Decreasing mortality, with consequent progressive aging of the mature adult population, has led to a rising prevalence of senile dementia. The condition is tremendously costly to patients, their families, and society in general. Alzheimer's disease (AD) in the United States affects over 4 million people, who incur associated yearly expenses of nearly $70 billion; when indirect costs such as the lost productivity of caregivers are considered, total annual expenditures approximate $100 billion. As the “baby boomers” approach senior citizen status in the 21st century, it has been estimated that over 14 million Americans will suffer from AD by 2050 (1–4).

Regional cerebral metabolic patterns of patients with dementia reflect pathophysiologic alterations, even before they lead to symptomatic expression (5). The use of PET in evaluating dementia has been studied since the early 1980s (6–9) and has been extensively reviewed in recent years (10–14). The best studied application of PET in dementia uses FDG to evaluate AD. Assessment of the diagnostic accuracy of PET, even for this application, however, has been hindered by the paucity of data involving scans of patients undergoing subsequent neuropathologic examination.

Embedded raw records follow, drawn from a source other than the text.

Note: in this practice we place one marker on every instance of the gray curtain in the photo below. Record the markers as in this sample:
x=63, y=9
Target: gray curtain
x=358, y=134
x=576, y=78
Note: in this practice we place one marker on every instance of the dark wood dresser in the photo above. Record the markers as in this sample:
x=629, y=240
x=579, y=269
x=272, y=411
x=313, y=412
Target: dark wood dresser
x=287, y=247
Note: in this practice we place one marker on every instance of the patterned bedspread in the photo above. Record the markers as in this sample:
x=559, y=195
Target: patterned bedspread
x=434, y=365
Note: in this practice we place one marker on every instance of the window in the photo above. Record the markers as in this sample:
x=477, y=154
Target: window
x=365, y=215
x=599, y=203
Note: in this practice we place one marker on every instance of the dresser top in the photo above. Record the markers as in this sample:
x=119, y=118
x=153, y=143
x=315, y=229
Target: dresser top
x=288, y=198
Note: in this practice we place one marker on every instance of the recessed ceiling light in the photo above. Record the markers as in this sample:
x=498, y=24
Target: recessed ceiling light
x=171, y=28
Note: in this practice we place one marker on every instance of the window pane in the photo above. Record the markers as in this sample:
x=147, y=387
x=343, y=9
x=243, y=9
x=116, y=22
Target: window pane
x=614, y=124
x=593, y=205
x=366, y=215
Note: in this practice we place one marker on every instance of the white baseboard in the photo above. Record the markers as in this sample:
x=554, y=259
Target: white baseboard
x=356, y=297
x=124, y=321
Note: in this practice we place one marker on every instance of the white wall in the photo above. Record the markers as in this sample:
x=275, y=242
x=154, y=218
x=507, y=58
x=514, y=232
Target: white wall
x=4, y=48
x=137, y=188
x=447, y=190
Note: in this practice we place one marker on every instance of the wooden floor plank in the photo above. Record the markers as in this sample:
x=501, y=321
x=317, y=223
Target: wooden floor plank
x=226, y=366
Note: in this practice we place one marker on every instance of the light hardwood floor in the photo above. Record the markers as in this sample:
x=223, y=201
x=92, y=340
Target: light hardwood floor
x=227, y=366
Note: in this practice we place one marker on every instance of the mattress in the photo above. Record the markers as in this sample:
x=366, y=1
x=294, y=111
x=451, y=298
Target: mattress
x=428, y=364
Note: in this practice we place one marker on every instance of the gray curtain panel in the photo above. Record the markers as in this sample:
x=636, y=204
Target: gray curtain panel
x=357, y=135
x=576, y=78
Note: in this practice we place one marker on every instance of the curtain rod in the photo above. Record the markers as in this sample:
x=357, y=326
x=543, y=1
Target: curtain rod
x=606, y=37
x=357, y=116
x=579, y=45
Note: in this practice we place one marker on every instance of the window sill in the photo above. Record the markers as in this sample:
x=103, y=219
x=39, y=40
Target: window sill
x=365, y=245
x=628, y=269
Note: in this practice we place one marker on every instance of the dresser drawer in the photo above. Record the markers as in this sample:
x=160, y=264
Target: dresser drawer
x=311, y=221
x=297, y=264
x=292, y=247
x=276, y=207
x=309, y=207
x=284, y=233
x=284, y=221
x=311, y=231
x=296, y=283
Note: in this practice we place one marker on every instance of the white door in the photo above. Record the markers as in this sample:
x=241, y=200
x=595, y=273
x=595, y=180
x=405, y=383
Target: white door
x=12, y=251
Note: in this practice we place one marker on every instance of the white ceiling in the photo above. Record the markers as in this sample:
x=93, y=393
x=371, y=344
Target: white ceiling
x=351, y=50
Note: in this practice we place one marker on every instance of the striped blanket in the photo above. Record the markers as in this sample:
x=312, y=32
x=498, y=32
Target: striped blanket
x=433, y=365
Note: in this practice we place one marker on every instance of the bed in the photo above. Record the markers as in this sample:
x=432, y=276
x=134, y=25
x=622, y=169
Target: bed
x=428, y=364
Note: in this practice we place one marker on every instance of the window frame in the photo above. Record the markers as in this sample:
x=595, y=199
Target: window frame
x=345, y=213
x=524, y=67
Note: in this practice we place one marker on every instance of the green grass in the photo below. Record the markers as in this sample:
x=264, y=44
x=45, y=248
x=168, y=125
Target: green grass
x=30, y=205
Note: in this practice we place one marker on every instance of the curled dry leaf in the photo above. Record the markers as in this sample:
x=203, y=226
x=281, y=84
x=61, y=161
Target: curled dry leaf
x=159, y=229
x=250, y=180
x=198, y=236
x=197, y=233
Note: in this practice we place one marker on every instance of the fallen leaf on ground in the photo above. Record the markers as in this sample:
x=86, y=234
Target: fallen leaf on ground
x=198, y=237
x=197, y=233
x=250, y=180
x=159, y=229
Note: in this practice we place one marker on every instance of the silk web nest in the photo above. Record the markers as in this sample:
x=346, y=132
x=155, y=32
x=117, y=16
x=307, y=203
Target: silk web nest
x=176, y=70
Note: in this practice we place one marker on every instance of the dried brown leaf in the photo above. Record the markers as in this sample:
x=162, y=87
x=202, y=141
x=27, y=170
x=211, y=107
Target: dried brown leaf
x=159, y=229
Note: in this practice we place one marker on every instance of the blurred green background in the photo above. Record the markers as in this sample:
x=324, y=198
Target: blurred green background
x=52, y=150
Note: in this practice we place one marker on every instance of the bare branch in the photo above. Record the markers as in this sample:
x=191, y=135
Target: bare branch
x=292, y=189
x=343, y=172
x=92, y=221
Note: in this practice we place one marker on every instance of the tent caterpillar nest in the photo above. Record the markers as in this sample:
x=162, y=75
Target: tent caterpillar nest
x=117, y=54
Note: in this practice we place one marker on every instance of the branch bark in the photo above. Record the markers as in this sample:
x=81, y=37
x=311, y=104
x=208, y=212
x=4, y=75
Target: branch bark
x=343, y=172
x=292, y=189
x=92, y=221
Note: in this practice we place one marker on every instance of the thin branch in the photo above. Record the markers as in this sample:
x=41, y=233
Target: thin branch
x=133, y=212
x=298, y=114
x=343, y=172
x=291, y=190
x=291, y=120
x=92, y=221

The article by Hoffman et al. (15) in this issue of The Journal of Nuclear Medicine addresses an issue of pressing clinical relevance: the establishment of reliable estimates of diagnostic accuracy of FDG PET (the present imaging modality of choice in the assessment of primary neurodegenerative dementias) for AD. In doing so, their article provides a substantial addition to the currently limited base of data in the peer-reviewed scientific literature on patients studied by both brain PET and pathologic analysis. The authors sampled patients at a university-based memory disorder clinic, staffed by board-certified neurologists who specialized in dementia evaluation; patients were included if their impairment of memory was objectively documentable but the diagnosis was “challenging or difficult” according to the evaluating clinicians. A nuclear medicine physician who was unaware of clinical information and who interpreted FDG PET was able to predict the ultimate diagnosis of AD in 13 of the 14 patients (92.9%) for whom that was the only evident neuropathology and for 14 of the 16 patients (87.5%) harboring AD-related changes in their brains. In comparison, a diagnosis of AD had been clinically suspected (considered probable) in 64.3% and 62.5%, respectively, and considered possible in another 14.3% and 12.5%, respectively. Thus, under the best of circumstances, AD would be clinically missed in 21% of these patients, whereas under those same circumstances, only 7% of AD cases would escape detection on FDG PET, even in the absence of knowledge of any other clinical information. Because of the lower diagnostic specificity found for FDG PET (75% vs. 100%), however, corresponding overall accuracies for clinical evaluation and PET were identical (86.4%). The difference in specificity was entirely accounted for by 2 cases—1 of Creutzfeldt-Jacob disease and 1 of Lewy Body disease—both with clinically evident diagnoses and associated with bilateral parietotemporal hypometabolism. Thus, if PET had been interpreted in light of the available clinical information (as would likely occur in its routine clinical application), rather than blindly (as done here to address a specific research question), a diagnostic specificity of 100% would pertain. FDG PET did correctly classify as non-AD the cases (1 each) of progressive supranuclear palsy, preamyloid, mesio-limbo cortical degeneration, and nonspecific neuronal degenerative change, as did clinical evaluation.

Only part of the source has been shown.